Introducing Representations: Transform your documents and images to fit your needs
At Box, one of our goals is to help you get more value out of all the content you store in Box. Beyond just providing secure, compliant cloud storage, Box offers a number of value-added services on top of basic storage that developers can use to build content-centric apps in the cloud.
Whenever a file is uploaded to Box, it goes through a process to generate various digital representations of that file. In our web application, we leverage many of these different representations for various purposes, including thumbnail images that we display in the grid view, single-page PDF representations that we use to power our Preview functionality, and extracted text that we index for search to allow users to search within text documents. Today, we’re enabling you to take advantage of these different assets with a new service in our APIs called Representations. You can learn more about representations by reading more below, visiting our reference documentation, or checking out Representations in the Box API Navigator tool. You can also check out this tutorial for using Representations to fetch watermarked PDFs from Box.
With Representations, you can retrieve various digital assets, automatically generated when a file is uploaded to Box, to use in your own way. For example, you could upload a document, including Word documents, PowerPoint presentations, and Excel spreadsheets, to Box via the API and using a simple GET request, retrieve the extracted text from that document to store elsewhere. You might even turn unstructured data like a document into structured data by sending that extracted text to a text translation service like the Google Cloud Translation API to receive a translated response for that document.

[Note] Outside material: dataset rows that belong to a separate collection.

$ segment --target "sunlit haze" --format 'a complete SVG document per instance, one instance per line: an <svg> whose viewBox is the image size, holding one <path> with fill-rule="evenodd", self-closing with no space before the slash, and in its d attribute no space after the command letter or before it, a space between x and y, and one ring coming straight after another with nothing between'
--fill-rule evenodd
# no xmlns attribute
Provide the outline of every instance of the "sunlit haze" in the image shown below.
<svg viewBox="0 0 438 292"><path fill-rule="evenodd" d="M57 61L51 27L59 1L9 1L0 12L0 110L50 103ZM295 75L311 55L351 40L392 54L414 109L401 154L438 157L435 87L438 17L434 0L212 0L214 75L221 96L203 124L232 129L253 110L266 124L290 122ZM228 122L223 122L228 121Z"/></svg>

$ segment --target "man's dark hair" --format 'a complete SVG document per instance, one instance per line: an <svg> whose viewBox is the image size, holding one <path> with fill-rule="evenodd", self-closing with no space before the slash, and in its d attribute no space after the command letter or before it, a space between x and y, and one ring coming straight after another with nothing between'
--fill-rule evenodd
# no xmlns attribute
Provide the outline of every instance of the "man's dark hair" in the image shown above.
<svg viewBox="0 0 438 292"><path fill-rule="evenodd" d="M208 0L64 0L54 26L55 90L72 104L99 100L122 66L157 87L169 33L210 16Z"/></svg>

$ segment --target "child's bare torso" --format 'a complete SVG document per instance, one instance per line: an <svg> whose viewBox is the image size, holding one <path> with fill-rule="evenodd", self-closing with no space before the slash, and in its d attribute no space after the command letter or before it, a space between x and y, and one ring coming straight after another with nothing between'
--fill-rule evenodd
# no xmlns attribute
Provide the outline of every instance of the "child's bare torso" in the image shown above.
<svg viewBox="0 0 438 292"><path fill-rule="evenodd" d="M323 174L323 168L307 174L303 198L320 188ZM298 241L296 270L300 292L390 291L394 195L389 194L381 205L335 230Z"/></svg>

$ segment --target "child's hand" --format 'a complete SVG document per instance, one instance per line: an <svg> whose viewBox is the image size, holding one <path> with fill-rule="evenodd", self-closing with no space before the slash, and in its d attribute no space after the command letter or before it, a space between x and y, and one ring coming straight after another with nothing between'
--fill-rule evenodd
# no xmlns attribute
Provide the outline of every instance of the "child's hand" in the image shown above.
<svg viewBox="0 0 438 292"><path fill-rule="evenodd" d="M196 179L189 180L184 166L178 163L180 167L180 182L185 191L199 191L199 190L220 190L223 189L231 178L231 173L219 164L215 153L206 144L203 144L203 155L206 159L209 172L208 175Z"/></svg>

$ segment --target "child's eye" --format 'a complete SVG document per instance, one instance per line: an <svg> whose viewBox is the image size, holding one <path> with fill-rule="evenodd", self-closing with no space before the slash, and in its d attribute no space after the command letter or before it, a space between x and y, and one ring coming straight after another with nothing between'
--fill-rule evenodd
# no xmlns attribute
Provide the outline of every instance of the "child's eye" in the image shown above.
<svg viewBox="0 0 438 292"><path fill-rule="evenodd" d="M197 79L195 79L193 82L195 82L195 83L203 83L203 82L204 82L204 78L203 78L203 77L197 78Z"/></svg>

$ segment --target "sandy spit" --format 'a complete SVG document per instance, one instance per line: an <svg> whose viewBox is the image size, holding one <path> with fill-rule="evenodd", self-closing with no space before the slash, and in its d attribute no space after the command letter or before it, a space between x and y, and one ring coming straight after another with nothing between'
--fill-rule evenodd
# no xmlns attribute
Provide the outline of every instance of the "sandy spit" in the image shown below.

The following Representations are available via the Box API:
- PDF Representations for all document file types, including presentations and spreadsheets. If the document has a watermark object applied to it, you can retrieve a watermarked PDF.
- Thumbnail Representations for all document and image file types. Thumbnails are available as JPGs for 32x32, 94x94, 160x160, 320x320, 1024x1024, and 2048x2048 sizes and PNGs for 1024x1024 and 2048x2048 sizes. You can specify one or more of these formats or sizes in your request.
- Single-page Image Representations for all document and image file types. Single-page images can be used to request PNGs (as 1024x1024 or 2048x2048) for specific pages of a file. You can think of them as full-resolution thumbnails for each page of a document.
- Text Representations for all document file types, including presentations and spreadsheets. Text Representations provide you with unformatted text contained in a document as a .txt file.